In light of a child’s legal handicaps and propensity for wasteful spending, there are various options an individual can exercise to ensure that the child’s inheritance is secure.

1. Less than $5k

If the individual is not the mother or father of the child, they may deposit with the child’s parent up to $5,000 that will to be held for the child's benefit until he or she reaches the age of 18. Prob C §§3400-3402.

2. Over $5k

If the bequest is over $5,000, a court may authorize that the money be deposited in a blocked account or may authorize the purchase of a single-premium deferred annuity. Prob C §3413(a). Withdrawals may not be made from the blocked account except on court order and the balance must be paid to the minor at age 18. Prob C §§3300, 3413(a).

3. California Uniform Transfers to Minors Act (CUTMA)

An individual may establish a custodianship for the child’s benefit with a bank or brokerage firm through the California Uniform Transfers to Minors Act (CUTMA). Prob C §§3900-3925. Of particular significance, in a CUTMA account the individual can delay the child’s ability to access the money up to the age of 25. Prob C §3920.5.

4. Trust

An individual may establish a trust for the benefit of the child that can last for the entire child’s life if sufficiently funded.
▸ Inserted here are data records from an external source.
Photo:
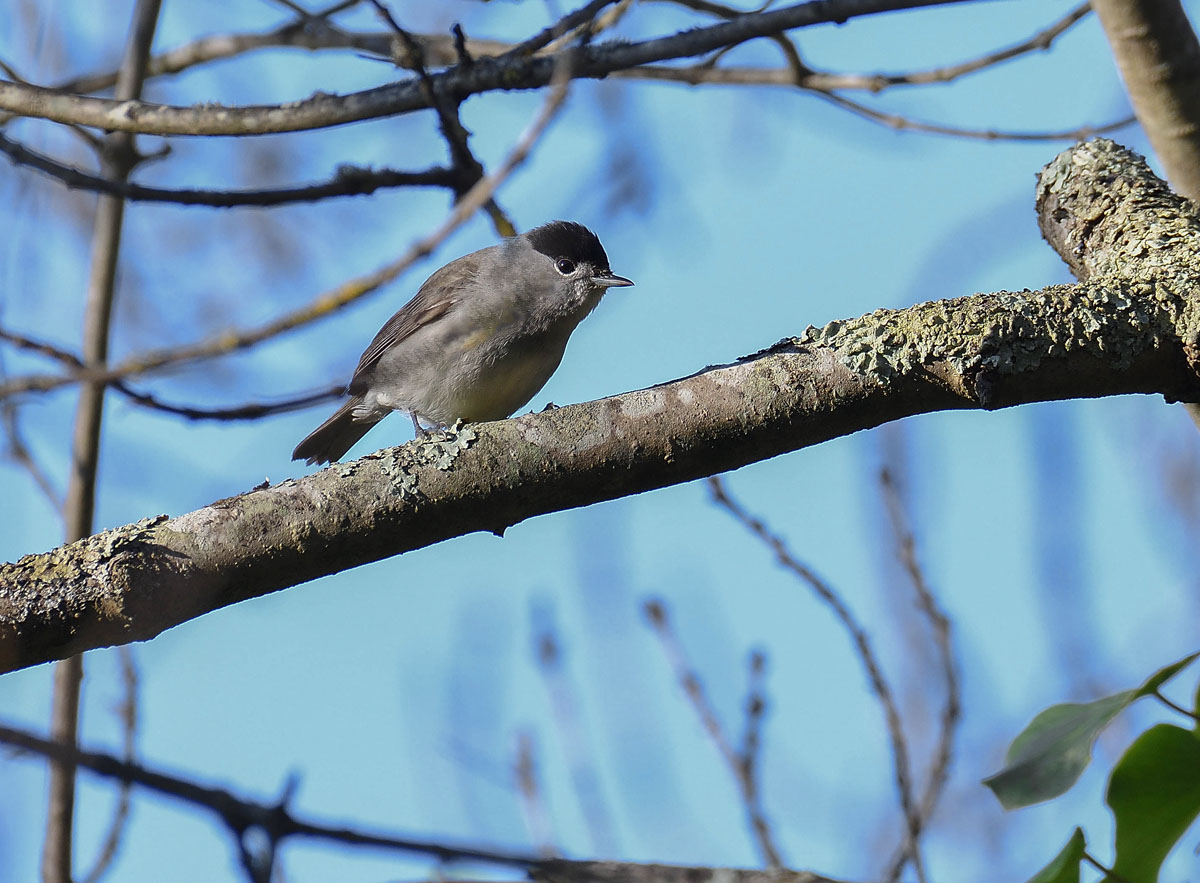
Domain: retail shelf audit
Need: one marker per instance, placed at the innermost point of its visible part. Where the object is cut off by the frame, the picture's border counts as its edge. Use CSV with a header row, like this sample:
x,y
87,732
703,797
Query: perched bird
x,y
479,340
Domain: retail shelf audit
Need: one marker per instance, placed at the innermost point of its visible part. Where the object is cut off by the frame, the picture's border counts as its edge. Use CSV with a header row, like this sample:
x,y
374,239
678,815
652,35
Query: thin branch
x,y
828,80
119,156
468,169
129,714
241,815
582,16
574,737
751,745
900,760
537,818
941,626
988,134
348,180
329,302
487,74
21,454
247,410
741,764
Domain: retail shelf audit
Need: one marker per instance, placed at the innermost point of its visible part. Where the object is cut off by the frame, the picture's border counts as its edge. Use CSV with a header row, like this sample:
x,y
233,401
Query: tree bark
x,y
1131,325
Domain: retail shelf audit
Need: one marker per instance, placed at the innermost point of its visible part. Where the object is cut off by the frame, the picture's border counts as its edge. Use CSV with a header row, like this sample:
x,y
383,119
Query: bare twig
x,y
445,102
574,737
538,820
742,766
989,134
21,454
511,72
348,180
329,302
900,760
582,16
941,626
240,815
829,80
129,714
246,410
118,158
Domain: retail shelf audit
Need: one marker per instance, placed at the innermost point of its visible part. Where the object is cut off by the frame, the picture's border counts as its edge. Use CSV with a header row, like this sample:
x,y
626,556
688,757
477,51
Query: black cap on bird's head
x,y
569,241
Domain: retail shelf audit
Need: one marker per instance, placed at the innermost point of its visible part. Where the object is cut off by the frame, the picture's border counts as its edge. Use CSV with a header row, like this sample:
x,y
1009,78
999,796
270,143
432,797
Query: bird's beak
x,y
610,280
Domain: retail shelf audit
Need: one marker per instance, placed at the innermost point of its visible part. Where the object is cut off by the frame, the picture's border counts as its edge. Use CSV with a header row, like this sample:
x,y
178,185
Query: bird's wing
x,y
436,298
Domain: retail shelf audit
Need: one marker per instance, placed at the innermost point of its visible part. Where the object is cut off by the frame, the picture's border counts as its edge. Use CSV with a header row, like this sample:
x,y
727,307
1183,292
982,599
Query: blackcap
x,y
479,340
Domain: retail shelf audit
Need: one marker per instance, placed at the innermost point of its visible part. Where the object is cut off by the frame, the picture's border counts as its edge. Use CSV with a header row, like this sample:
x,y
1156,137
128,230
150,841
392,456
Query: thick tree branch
x,y
1158,54
485,74
1132,326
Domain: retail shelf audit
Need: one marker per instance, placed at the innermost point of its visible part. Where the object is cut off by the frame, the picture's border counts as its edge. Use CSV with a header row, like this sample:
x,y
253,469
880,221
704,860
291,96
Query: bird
x,y
480,337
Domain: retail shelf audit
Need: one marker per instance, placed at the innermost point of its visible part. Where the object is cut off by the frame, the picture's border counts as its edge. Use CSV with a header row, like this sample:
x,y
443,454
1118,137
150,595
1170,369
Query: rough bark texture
x,y
1158,54
1131,326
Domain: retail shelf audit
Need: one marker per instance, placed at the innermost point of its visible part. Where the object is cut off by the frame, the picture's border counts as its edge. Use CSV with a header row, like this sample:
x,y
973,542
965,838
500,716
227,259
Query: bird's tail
x,y
336,436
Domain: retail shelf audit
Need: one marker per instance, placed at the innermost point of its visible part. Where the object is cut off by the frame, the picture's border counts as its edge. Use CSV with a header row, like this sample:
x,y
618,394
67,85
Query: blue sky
x,y
399,691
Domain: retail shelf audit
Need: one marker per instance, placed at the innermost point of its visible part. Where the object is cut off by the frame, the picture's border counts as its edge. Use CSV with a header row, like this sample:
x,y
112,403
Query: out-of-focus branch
x,y
244,817
989,134
829,80
741,763
129,715
486,74
241,815
941,626
826,593
574,737
119,156
246,410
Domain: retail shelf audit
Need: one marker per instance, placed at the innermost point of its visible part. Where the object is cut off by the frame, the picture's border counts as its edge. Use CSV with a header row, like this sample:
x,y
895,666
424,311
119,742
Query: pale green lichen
x,y
439,450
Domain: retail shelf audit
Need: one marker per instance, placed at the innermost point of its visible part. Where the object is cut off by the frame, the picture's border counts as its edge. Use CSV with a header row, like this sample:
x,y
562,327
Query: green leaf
x,y
1065,868
1155,796
1054,750
1164,674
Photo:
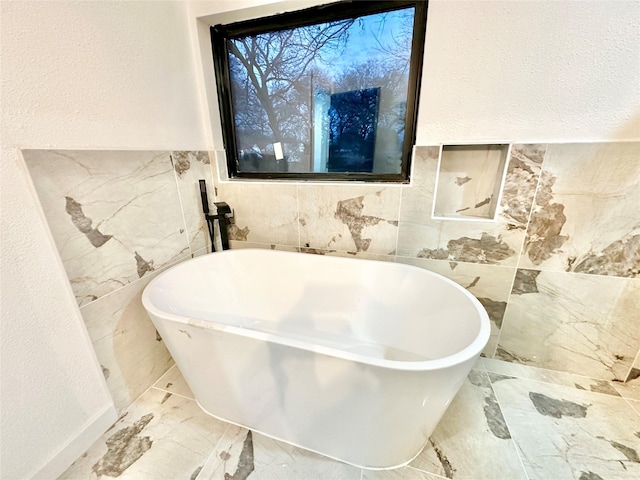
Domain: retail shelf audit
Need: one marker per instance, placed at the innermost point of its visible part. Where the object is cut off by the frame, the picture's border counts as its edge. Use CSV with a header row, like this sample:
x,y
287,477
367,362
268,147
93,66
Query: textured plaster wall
x,y
108,75
538,71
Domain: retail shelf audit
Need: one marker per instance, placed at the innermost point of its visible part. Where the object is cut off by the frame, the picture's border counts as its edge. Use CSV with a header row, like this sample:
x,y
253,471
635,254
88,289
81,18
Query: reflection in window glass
x,y
323,98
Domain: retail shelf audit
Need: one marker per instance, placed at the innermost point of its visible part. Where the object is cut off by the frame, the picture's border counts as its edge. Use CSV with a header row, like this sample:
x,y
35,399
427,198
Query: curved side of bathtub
x,y
370,412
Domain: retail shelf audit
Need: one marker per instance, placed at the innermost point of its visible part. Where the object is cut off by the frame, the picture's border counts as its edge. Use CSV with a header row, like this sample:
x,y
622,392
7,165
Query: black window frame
x,y
345,9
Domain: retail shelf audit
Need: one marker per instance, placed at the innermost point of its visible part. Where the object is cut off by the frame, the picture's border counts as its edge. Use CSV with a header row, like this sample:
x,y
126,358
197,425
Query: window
x,y
326,93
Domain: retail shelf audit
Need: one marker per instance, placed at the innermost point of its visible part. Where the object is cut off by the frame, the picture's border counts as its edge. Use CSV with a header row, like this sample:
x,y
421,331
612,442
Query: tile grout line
x,y
424,471
513,439
524,239
211,455
173,393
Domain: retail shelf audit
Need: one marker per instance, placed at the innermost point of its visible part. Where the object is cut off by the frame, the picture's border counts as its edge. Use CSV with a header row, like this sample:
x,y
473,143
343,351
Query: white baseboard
x,y
75,447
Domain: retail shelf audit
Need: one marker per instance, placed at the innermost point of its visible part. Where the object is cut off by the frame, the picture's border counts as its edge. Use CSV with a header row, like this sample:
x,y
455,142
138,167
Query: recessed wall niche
x,y
469,181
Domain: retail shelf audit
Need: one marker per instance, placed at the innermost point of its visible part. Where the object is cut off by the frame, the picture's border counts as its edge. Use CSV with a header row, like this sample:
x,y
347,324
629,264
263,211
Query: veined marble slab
x,y
190,167
173,382
586,217
474,241
407,473
472,441
244,454
263,212
491,284
469,180
114,215
161,436
416,229
585,324
129,349
550,376
563,432
349,218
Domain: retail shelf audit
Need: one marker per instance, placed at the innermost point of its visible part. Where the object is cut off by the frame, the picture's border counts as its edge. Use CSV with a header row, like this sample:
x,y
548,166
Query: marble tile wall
x,y
558,270
118,218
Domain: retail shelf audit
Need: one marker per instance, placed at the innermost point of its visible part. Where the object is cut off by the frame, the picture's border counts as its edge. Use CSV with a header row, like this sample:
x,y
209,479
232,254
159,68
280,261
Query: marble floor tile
x,y
559,430
174,383
551,376
472,440
491,284
242,453
161,436
406,473
567,433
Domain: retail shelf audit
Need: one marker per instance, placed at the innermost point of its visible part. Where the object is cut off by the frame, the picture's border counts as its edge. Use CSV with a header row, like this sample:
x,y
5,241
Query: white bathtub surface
x,y
370,311
354,359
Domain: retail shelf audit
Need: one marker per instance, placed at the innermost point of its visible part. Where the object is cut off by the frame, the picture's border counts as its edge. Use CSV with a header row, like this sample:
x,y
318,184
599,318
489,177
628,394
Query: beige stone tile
x,y
114,215
586,217
564,432
189,168
406,473
585,324
469,180
161,436
475,241
528,372
237,244
472,441
242,452
263,212
349,218
126,343
416,229
173,382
Please see prior postings on trusts on this blog and my website for further detail.

5. Guardianship

If no prior planning has been made for the child’s inheritance, a guardianship of the child’s estate may need to be established. In a guardianship, the court appoints a person to oversee and manage the child’s property. This is probably the worst arrangement because a guardianship requires the filing of an annual accounting with the court which is quite expensive. Prob C §1513.2.

6. College Savings Account

An individual may create an education savings account by either starting a college savings account (See Internal Revenue Code Section 529) or a Coverdell Education Savings Accounts (See Internal Revenue Code Section 530).